For providers that frequently encounter rate limits, supply additional API keys on the provider entry that ZeroClaw rotates through on 429 responses. The primary api_key is always tried first; extras are rotated on rate-limit errors. All keys must belong to the same provider account class; this is rate-limit smoothing, not multi-tenant key juggling.

Local development with hosted alternative

Run a local-Ollama agent and a hosted-provider agent side by side; route each channel to whichever you want it to use.

The dev agent runs from the CLI (no channel binding required, zeroclaw agent -a dev is enough). When Ollama is down, the dev agent fails fast and surfaces the error. The prod channels are unaffected.

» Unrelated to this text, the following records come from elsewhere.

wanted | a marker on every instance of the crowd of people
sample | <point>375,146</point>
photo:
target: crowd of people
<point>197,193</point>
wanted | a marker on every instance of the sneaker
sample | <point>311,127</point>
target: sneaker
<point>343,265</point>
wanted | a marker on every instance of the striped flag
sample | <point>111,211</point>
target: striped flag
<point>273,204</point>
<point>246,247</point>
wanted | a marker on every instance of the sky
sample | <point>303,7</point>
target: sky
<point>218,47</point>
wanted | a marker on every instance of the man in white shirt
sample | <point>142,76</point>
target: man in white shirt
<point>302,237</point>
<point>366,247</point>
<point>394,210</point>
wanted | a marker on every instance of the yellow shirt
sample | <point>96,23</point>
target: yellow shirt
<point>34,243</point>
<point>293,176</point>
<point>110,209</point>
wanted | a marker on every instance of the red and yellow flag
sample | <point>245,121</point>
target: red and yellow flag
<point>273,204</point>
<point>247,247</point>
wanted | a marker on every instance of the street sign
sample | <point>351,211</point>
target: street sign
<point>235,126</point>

Cost tiering: heavy model when needed, fast model otherwise

Run two agents and route channels to the appropriate tier. The delegate tool lets one agent hand off to another mid-conversation. Delegation is gated: the caller’s risk profile must set delegation_policy mode = "allow", and both agents must share the same risk profile (delegation does not cross trust tiers). So the frontline and heavy agents below run on the same trusted risk profile, they differ in model and runtime profile (iteration budget), not in trust surface.

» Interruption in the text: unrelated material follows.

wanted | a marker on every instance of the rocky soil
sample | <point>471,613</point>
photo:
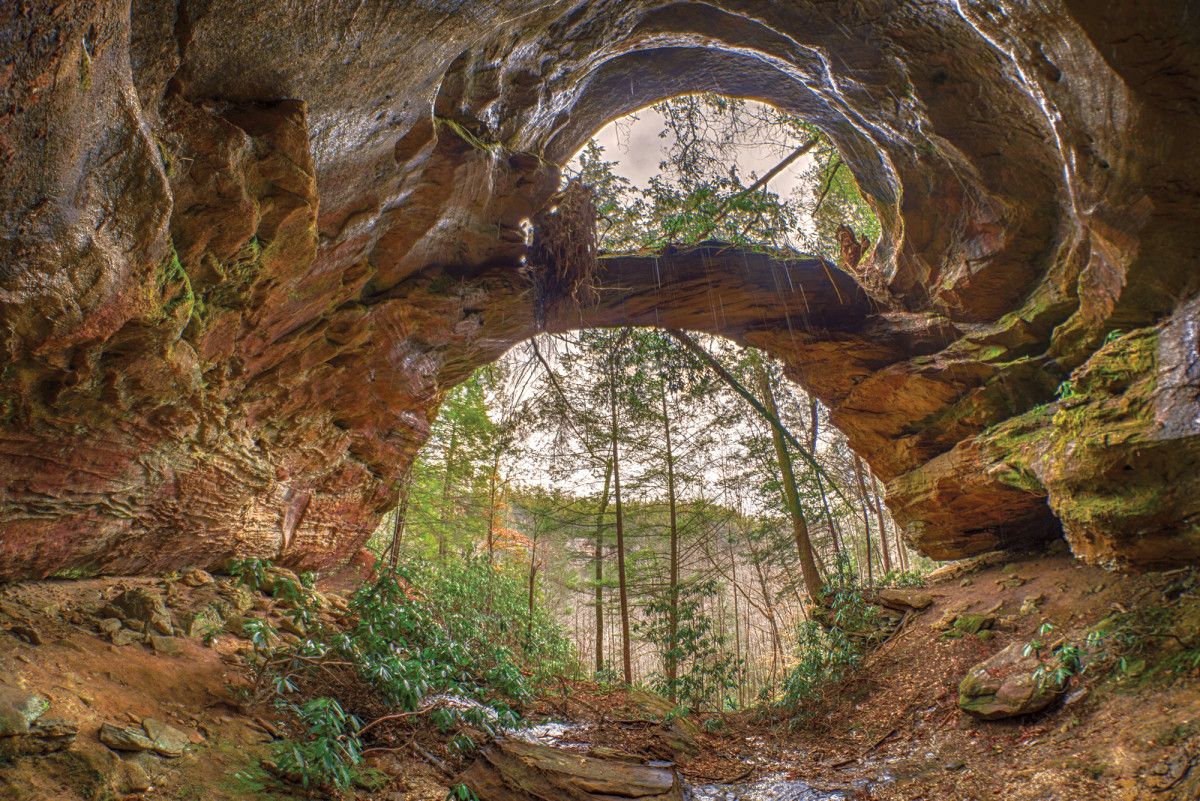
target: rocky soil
<point>136,687</point>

The frontline agent handles every inbound message on Haiku. When it needs deeper reasoning, it calls the delegate tool with agent = "heavy"; because both agents share the trusted risk profile and that profile allows delegation, the heavier agent picks up the sub-task on Opus.

Error handling

Inside-one-provider retries trigger on:

  1. Timeout: provider did not respond within the configured timeout
  2. Connection error: network or DNS failure
  3. Rate limit (429): triggers API key rotation first; if all keys exhausted, fails up to the channel
  4. Service unavailable (503): temporary service issue

Retries are NOT triggered by:

  1. Invalid request (400): malformed input; retrying won’t help
  2. Permanent auth failure: invalid API key format
  3. Model output errors: the model responded but returned an error payload

When all retries are exhausted on a single provider, the failure surfaces to the calling channel. There is no automatic cross-provider retry, that’s the point of using OpenRouter or splitting traffic across multiple agents.

Debugging

Persisted logs ("rolling" is the default) capture retry and key-rotation behaviour. Then query traces:

sh

zeroclaw doctor traces --contains "retry"
zeroclaw doctor traces --contains "429"
zeroclaw doctor traces --contains "model_provider"

Best practices

  1. One agent per routing intent. If two channels need different model behavior, name two agents.
  2. Use OpenRouter for cross-vendor reliability. Cross-vendor “if Claude fails, try OpenAI” is OpenRouter’s job; configure it as one provider and let its endpoint handle the fan-out.
  3. Keep API key rotation pools homogeneous. All keys in [reliability] api_keys should be from the same provider account, this is rate-limit smoothing, not multi-tenancy.
  4. Smoke-test each agent in isolation. zeroclaw agent -a <alias> runs an agent without channel plumbing in the way.
  5. Document agent intent. Add # comment lines explaining which channels each agent serves and why.
  6. Inject secrets via env, not inline. ZEROCLAW_providers__models__<type>__<alias>__api_key=... sets api_key at startup; see Environment variables.
  7. Separate dev and prod agents. Each environment gets its own [agents.<alias>] entry bound to its own channels.

Credential resolution

Each provider entry resolves credentials in this order:

  1. Inline api_key on the provider entry.
  2. Secrets store at ~/.zeroclaw/secrets.
  3. Generic env override: ZEROCLAW_providers__models__<type>__<alias>__api_key=... at startup. See Environment variables for the full grammar.
  4. Per-vendor env var when the family supports it (e.g. ANTHROPIC_API_KEY / ANTHROPIC_OAUTH_TOKEN for Anthropic; OPENROUTER_API_KEY for OpenRouter).

Credentials are not shared between providers, set them per provider entry.